In a world of solar power, green energy, and electric cars, it is sometimes surprising to consider how much of a political hot potato good ol’ fashioned coal remains.
There are more than 300 coal-fired power plants still active in the United States, annually producing roughly 100 tons of coal combustion residuals (CCR), or “coal ash.” This coal ash has historically and routinely been found to contain hazardous compounds — such as arsenic, chromium, lead, and mercury — which are dangerous to plants and humans.
The ash is often disposed of by mixing, or diluting, it with water and storing it onsite near a power plant in what are known as “coal ponds” or “coal pits.” The problem that often arises is that when these coal ponds are situated close enough to local water beds, a heavy storm or deterioration results in toxic materials being spilled into public resources. For example, in what is widely considered to be the biggest industrial spill in American history, an earthen dam at a power plant in Kingston, Tenn. collapsed in 2008, resulting in more than a billion gallons of coal ash washing away houses and flooding into local rivers.
At least partially in response to the Kingston tragedy, the EPA undertook from 2009 to 2012 a massive evaluation of hundreds of coal ponds in order to establish regulations to decrease the inherent risks inherent, and increase transparency and accountability for these sites. In 2015, under the Obama administration, the comprehensive “Coal Ash Rule” went into effect, including a requirement that leaking, unlined coal-ash impoundments had to close and stop taking waste within six months of detection.
Amendments to the Coal Ash Rule promulgated by the Trump administration sought to extend the deadline for closure up until October of 31, 2020. In a response to a court order finding that the amendments were essentially insufficient for the purpose of protecting the public from unlined, or higher-risk coal ash ponds, the Trump administration proposed the 2019 rule, which required all such coal ash ponds to be closed by August 31, 2021.

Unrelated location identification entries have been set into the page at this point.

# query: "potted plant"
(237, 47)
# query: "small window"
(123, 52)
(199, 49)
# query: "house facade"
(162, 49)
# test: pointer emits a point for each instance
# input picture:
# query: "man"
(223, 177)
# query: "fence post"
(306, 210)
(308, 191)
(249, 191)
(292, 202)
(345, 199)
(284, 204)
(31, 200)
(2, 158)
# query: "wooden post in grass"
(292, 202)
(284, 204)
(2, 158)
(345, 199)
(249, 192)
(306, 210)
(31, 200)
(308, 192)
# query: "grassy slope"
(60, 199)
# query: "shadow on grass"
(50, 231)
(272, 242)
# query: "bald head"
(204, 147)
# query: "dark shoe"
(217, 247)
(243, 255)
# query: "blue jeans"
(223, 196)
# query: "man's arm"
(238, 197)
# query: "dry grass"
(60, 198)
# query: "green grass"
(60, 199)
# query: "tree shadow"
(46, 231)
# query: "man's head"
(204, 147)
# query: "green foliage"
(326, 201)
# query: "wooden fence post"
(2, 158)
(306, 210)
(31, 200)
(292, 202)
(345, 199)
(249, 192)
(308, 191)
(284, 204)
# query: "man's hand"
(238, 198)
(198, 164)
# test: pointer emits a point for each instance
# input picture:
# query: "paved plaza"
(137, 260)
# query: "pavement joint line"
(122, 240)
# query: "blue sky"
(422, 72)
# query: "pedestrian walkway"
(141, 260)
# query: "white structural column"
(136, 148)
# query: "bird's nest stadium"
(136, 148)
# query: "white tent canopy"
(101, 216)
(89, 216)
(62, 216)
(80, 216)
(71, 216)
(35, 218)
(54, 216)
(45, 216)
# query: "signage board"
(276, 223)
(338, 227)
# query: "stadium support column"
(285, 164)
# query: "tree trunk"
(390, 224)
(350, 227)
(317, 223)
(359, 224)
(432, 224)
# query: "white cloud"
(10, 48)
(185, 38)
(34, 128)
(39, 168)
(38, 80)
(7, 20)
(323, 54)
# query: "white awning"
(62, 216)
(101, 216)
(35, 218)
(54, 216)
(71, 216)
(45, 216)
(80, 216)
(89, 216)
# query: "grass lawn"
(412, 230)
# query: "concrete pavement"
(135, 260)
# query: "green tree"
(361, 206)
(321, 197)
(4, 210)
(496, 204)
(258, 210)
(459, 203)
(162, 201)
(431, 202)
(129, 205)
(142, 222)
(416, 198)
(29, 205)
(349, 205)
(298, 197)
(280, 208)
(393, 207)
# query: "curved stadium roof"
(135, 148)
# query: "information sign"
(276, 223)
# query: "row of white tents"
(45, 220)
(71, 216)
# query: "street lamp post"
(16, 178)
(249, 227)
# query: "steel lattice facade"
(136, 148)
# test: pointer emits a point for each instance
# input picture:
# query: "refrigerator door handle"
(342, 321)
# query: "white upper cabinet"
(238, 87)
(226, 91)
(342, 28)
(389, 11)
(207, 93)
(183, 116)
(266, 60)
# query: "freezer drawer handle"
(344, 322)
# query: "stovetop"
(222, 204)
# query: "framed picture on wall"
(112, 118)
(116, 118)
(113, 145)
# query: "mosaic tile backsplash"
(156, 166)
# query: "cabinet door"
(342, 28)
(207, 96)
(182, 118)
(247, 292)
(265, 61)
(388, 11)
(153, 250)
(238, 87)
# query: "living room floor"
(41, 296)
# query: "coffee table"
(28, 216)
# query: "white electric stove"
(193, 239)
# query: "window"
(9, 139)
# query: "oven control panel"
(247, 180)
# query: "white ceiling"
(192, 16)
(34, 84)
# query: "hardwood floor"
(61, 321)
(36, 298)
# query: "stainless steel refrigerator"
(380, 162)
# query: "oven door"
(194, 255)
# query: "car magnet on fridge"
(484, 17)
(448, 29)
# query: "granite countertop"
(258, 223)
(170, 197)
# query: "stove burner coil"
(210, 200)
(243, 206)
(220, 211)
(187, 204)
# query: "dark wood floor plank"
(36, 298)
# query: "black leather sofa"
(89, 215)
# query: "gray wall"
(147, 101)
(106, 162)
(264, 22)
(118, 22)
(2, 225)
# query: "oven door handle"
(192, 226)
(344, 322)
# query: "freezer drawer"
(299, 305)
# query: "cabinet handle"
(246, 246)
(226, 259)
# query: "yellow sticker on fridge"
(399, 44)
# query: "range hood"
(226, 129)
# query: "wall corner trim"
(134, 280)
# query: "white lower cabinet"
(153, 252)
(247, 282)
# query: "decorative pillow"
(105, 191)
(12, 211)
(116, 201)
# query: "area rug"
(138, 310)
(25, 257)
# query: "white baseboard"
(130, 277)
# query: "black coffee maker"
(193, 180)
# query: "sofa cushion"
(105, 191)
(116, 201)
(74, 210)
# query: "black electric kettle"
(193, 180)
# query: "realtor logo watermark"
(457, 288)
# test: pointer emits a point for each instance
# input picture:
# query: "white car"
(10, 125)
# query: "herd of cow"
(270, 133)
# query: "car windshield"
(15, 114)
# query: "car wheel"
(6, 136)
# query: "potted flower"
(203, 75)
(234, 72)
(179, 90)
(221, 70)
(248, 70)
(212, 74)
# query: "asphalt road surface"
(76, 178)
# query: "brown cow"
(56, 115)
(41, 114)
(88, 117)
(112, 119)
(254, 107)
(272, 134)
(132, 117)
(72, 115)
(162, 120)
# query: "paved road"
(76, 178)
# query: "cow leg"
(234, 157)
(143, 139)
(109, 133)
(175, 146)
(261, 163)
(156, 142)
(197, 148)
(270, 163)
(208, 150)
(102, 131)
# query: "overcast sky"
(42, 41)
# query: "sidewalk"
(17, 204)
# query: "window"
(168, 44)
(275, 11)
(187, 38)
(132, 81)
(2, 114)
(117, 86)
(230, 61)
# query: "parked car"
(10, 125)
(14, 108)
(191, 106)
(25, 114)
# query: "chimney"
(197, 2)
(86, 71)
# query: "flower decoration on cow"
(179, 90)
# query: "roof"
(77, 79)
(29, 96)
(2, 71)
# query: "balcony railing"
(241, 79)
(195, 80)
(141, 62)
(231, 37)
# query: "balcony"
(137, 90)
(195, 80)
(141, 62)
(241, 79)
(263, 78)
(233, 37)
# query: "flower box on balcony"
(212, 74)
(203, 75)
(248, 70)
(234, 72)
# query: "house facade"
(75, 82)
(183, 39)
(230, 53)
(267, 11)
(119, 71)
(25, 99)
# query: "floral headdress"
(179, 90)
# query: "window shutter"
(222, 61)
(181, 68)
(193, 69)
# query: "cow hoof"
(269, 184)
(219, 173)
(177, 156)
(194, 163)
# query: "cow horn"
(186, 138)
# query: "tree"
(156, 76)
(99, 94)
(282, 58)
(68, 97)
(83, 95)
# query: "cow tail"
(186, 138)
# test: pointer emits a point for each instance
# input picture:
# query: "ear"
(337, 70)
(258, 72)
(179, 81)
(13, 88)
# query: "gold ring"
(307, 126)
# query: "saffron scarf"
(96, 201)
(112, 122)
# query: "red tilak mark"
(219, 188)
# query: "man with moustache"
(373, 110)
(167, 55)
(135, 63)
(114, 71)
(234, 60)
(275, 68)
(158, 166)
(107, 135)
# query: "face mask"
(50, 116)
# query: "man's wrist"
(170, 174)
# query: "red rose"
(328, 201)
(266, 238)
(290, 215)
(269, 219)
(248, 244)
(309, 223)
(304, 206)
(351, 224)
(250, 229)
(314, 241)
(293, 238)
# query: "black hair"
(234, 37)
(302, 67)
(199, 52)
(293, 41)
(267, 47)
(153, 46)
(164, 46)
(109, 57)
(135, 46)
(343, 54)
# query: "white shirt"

In the past few years, many coal-burning utilities have been attempting to get extensions from the EPA to their deadline for closing coal ponds. In January of 2022, the EPA made headlines in sweeping fashion when it denied roughly a half dozen bids for extension from coal-burning plants in Iowa, Indiana and Ohio. In fact, this recent ‘power move’ by the EPA has resulted in a dozen power companies filing suit in the D.C. Circuit on September 14, claiming the EPA’s 2022 regulations denying the extensions were, themselves, illegal. They argue that the EPA’s enforcement actions in 2022 were essentially arbitrary and capricious, resulting in uncertainty and confusion within the industry. Environmental proponents say these objections are posturing, and that the EPA is merely taking the steps to enforce regulations that have been in place for years.